„No mercy“! Einen Kaffee in der Hand, steige ich die Treppe zum Zug hoch. Plötzlich diese zwei Wörter auf der Wade vor mir: „No mercy“ - „Keine Gnade“. Wem diese tätowierte Wade vor mir wohl gehört? Ich schaue auf und sehe, es ist ein junger Mann von Anfang zwanzig. Er wirkt völlig harmlos, sportlich, mit Hoody, Shorts, Kopfhörern und Sneakern unterwegs. Sieht alles andere als gnadenlos aus.

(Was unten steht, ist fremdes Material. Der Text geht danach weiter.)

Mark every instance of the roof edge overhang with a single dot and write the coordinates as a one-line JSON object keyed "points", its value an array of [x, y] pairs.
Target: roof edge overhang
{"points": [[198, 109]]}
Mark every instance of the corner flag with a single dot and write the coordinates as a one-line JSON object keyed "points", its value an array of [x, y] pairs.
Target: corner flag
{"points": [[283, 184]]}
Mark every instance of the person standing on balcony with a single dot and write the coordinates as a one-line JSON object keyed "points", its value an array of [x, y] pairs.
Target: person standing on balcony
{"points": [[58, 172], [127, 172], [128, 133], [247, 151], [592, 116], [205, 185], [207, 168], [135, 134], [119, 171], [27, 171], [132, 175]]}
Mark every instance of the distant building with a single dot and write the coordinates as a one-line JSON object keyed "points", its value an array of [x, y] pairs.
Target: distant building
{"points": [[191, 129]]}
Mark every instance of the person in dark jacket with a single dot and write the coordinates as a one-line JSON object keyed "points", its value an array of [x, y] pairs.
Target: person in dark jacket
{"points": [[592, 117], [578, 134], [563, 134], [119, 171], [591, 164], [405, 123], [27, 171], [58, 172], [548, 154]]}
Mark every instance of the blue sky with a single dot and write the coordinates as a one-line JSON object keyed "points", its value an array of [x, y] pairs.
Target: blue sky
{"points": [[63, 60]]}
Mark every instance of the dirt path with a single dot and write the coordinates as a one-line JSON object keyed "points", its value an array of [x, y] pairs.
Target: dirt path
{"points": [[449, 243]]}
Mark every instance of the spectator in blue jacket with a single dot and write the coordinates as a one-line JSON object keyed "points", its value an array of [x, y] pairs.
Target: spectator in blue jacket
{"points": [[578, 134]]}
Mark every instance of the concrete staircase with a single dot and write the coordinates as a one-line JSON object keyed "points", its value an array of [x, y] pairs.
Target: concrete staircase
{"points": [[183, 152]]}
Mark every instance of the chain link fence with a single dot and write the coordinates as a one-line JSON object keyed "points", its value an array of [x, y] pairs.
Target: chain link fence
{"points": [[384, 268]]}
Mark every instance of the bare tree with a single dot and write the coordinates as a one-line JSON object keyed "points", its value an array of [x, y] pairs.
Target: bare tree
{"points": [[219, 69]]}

Wieso tätowiert sich so einer „No mercy“ auf seine Haut? Meine Gedanken beginnen zu kreisen: Gabs keine Momente in seinem Leben, in denen er so etwas wie Gnade erfahren hat? In denen ein Lehrer mal fünf hat gerade sein lassen. In denen ein Freund zu ihm gesagt hat: „Schwamm drüber“? Allein, dass er im friedlichen Deutschland lebt und nicht zum Beispiel im Patronenhagel des Bürgerkriegs von Somalia sein Leben fristen muss – ist das nicht Gnade? Also irgendwie unverdient? Vielleicht will er auch zeigen: Ich bin kein Weichei. Ich bin stark. Ich bin autonom. Ich brauche niemandes Gnade.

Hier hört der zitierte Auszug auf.